Several committee members of the CDC’s Healthcare Infection Control Practices Advisory Committee have received termination notices, MedPage Today reported April 29.
1. HICPAC develops guidance for preventing and controlling healthcare-associated infections.
2. Of the 11 voting members of the committee, a handful told MedPage they had received termination notices. HICPAC’s main page on the CDC website has also been removed, and a meeting that was supposed to take place March 6-7 was canceled last minute and has not been rescheduled. The combination of these events have caused public health experts to speculate that the CDC might be shutting the committee down.

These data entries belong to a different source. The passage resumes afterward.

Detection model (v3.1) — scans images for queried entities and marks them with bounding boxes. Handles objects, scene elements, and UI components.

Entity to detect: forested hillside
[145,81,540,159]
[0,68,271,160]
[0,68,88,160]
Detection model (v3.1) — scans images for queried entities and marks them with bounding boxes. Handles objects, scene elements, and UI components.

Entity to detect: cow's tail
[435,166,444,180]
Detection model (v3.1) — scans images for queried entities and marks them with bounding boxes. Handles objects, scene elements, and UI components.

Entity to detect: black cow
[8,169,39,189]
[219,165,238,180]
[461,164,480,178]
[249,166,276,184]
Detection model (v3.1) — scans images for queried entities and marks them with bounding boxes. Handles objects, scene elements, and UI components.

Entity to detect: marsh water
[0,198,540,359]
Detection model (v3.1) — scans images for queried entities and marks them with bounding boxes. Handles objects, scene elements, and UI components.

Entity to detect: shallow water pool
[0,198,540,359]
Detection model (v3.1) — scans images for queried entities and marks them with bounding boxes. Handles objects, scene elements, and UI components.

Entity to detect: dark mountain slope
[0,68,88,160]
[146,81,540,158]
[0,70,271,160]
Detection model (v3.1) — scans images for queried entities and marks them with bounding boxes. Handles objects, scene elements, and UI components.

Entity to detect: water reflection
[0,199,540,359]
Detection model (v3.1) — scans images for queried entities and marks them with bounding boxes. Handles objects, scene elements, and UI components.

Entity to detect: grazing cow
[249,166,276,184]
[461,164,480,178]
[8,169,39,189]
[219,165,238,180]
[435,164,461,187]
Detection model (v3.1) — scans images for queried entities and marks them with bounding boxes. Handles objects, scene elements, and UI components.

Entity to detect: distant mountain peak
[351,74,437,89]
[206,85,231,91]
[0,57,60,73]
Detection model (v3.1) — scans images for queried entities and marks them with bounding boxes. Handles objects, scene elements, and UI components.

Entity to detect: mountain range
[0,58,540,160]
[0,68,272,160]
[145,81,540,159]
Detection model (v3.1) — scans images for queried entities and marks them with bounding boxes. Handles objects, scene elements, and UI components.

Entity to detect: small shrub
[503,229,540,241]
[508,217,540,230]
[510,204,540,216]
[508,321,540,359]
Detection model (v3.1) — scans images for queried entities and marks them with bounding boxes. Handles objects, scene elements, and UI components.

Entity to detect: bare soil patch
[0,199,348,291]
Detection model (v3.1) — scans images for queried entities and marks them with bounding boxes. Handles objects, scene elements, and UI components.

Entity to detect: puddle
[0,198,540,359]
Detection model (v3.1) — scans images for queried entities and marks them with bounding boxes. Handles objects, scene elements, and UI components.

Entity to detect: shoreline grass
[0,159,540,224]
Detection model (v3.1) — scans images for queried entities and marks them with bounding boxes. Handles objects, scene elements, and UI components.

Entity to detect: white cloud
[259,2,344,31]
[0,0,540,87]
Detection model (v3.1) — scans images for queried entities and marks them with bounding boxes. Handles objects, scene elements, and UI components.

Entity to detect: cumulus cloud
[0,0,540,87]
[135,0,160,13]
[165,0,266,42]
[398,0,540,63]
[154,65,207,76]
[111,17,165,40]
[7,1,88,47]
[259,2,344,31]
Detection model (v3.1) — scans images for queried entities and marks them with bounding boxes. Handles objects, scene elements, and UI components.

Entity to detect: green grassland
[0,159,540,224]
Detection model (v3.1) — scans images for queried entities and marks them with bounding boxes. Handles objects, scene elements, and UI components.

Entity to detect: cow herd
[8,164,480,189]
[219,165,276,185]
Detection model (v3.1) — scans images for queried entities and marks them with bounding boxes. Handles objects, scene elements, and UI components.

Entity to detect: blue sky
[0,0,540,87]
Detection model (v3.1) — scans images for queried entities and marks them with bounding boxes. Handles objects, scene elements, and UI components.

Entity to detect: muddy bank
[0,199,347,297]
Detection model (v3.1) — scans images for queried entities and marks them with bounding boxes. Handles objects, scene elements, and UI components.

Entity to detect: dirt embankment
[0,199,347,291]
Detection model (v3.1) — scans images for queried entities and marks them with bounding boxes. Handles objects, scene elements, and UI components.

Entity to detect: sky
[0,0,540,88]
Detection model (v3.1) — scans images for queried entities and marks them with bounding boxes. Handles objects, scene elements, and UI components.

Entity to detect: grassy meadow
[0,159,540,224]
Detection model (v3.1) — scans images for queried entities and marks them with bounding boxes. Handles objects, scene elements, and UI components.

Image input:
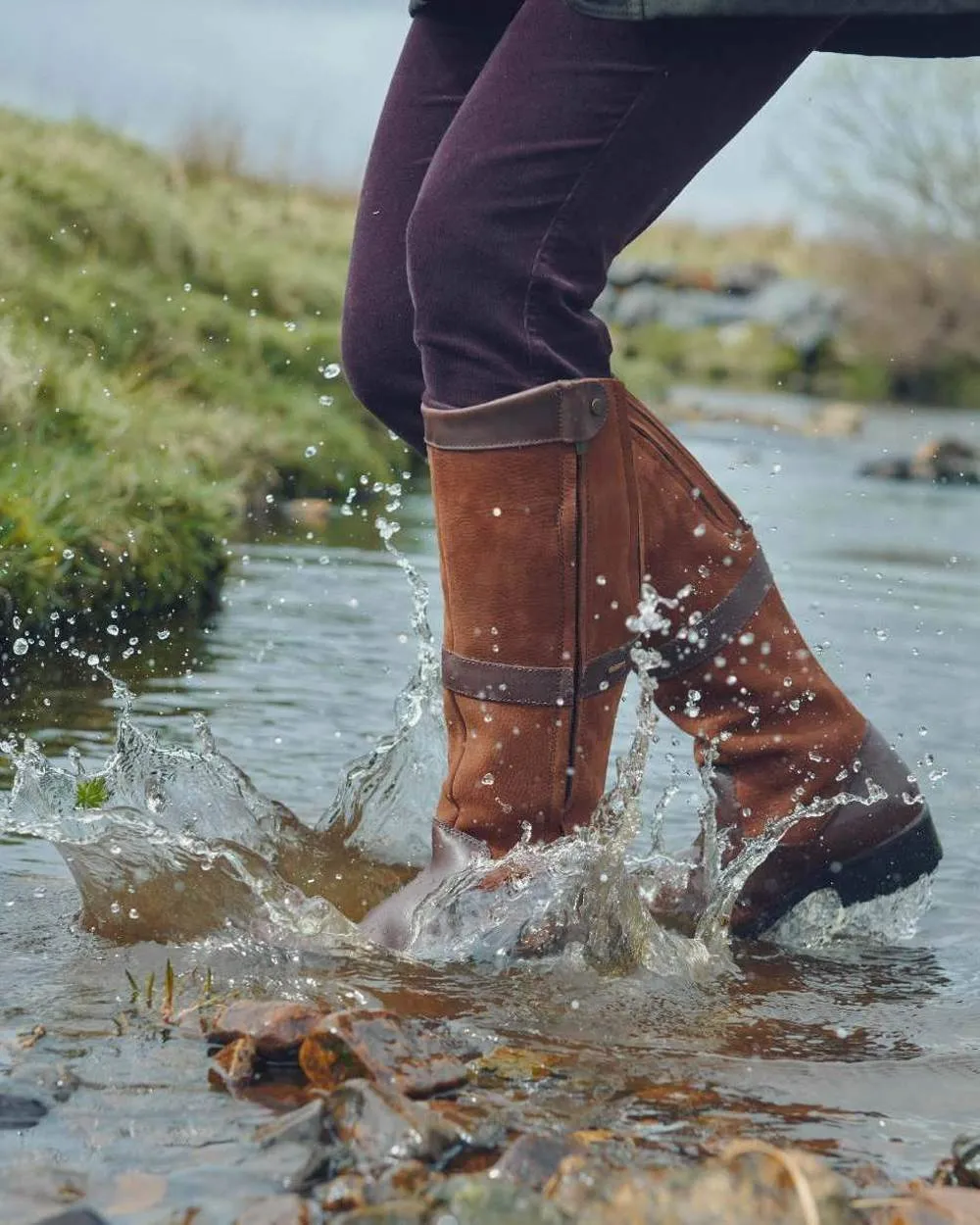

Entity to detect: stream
[0,397,980,1225]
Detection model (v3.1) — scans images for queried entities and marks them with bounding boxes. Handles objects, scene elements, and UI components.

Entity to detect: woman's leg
[341,0,520,452]
[408,0,837,406]
[364,0,940,946]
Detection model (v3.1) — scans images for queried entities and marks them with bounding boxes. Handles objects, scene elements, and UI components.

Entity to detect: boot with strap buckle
[624,388,942,936]
[361,380,640,950]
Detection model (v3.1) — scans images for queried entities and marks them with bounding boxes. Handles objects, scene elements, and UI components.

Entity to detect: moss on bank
[0,112,403,647]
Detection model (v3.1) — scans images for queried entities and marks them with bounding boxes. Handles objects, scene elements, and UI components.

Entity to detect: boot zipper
[564,442,588,809]
[631,411,745,532]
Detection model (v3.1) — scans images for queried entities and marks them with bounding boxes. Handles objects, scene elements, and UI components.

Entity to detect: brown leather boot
[362,380,640,949]
[615,390,942,936]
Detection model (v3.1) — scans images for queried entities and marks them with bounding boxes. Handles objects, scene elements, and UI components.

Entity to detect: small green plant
[74,777,109,808]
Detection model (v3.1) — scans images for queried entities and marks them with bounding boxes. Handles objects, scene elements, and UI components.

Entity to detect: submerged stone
[334,1200,430,1225]
[0,1092,48,1132]
[207,1000,324,1059]
[207,1038,259,1089]
[552,1142,863,1225]
[431,1175,568,1225]
[37,1208,109,1225]
[299,1009,468,1098]
[235,1196,323,1225]
[870,1186,980,1225]
[494,1135,584,1191]
[326,1079,466,1170]
[255,1098,324,1148]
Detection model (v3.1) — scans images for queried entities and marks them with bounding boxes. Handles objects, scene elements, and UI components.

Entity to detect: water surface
[0,402,980,1223]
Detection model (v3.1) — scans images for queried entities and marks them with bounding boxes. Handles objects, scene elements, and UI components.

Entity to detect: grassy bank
[0,111,980,652]
[615,223,980,408]
[0,112,402,638]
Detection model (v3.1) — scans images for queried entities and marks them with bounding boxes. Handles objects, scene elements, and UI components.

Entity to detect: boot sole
[731,807,942,940]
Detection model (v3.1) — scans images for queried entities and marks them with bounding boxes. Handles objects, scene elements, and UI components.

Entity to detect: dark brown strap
[655,550,773,681]
[442,642,633,706]
[421,378,609,451]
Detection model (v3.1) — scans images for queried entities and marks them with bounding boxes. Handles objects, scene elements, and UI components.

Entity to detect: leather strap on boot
[422,380,640,856]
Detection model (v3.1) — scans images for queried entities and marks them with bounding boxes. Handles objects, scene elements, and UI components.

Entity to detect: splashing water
[318,502,446,866]
[0,531,929,981]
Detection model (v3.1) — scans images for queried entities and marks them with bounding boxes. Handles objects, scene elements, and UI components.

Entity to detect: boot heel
[832,808,942,906]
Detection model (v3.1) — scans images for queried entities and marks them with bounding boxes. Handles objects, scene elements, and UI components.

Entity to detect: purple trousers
[342,0,839,451]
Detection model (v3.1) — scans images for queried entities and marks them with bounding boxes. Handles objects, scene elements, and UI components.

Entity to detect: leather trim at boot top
[630,400,866,841]
[425,380,640,857]
[442,640,637,706]
[421,378,609,451]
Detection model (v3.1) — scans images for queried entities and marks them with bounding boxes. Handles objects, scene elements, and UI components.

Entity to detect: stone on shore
[207,1000,324,1058]
[299,1009,468,1098]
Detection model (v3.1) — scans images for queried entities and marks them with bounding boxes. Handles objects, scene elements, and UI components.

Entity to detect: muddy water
[0,402,980,1223]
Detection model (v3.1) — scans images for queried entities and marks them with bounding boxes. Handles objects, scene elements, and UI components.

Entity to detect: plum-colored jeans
[342,0,839,451]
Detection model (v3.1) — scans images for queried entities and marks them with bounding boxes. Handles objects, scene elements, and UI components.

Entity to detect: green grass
[0,111,403,632]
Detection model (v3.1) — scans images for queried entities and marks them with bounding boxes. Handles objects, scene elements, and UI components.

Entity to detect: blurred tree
[789,59,980,401]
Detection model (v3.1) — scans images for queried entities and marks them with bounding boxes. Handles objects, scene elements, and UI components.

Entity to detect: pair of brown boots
[362,380,942,949]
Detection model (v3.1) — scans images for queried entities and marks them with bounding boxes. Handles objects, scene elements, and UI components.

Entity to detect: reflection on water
[0,402,980,1205]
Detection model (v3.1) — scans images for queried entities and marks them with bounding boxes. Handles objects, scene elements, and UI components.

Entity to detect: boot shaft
[628,397,866,833]
[424,380,640,854]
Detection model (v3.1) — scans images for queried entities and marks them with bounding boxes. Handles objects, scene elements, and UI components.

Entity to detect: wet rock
[207,1000,324,1059]
[494,1136,584,1191]
[565,1142,862,1225]
[0,1092,48,1132]
[314,1174,368,1213]
[255,1098,324,1148]
[235,1196,323,1225]
[34,1063,82,1102]
[867,1187,980,1225]
[283,1145,353,1196]
[473,1047,567,1082]
[858,439,980,485]
[326,1079,466,1169]
[954,1136,980,1187]
[334,1200,429,1225]
[37,1208,109,1225]
[431,1175,568,1225]
[299,1009,468,1098]
[207,1038,259,1089]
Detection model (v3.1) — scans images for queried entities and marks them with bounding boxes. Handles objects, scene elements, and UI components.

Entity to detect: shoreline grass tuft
[0,111,405,650]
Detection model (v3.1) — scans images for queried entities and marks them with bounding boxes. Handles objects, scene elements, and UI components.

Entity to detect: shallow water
[0,402,980,1223]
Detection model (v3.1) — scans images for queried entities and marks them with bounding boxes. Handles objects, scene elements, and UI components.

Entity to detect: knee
[341,282,397,416]
[406,172,503,333]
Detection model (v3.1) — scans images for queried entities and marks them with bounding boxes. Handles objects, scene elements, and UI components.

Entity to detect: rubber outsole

3. That said, there has been no official notice from CDC or HHS that HICPAC has been terminated. Sources told MedPage that the CDC is supposed to schedule a call to provide an update on the committee’s status, but that has not yet been arranged.
4. The current situation has many experts worried about the future of patient safety.
Dismantling HICPAC would lead to “more patients having healthcare-associated infections,” Carol McLay, DrPH, RN, president of the Association for Professionals in Infection Control and Epidemiology, told MedPage. “It’s just part of systemic dismantling of public health infrastructure we’ve been seeing over the past 100 days.”
5. In recent years, HICPAC has been under scrutiny for its recommendation that surgical masks provide adequate protection against airborne pathogens, rather than recommending N95 masks. The committee’s final version of the guidance, along with other recommendations, could be at risk if it is dissolved.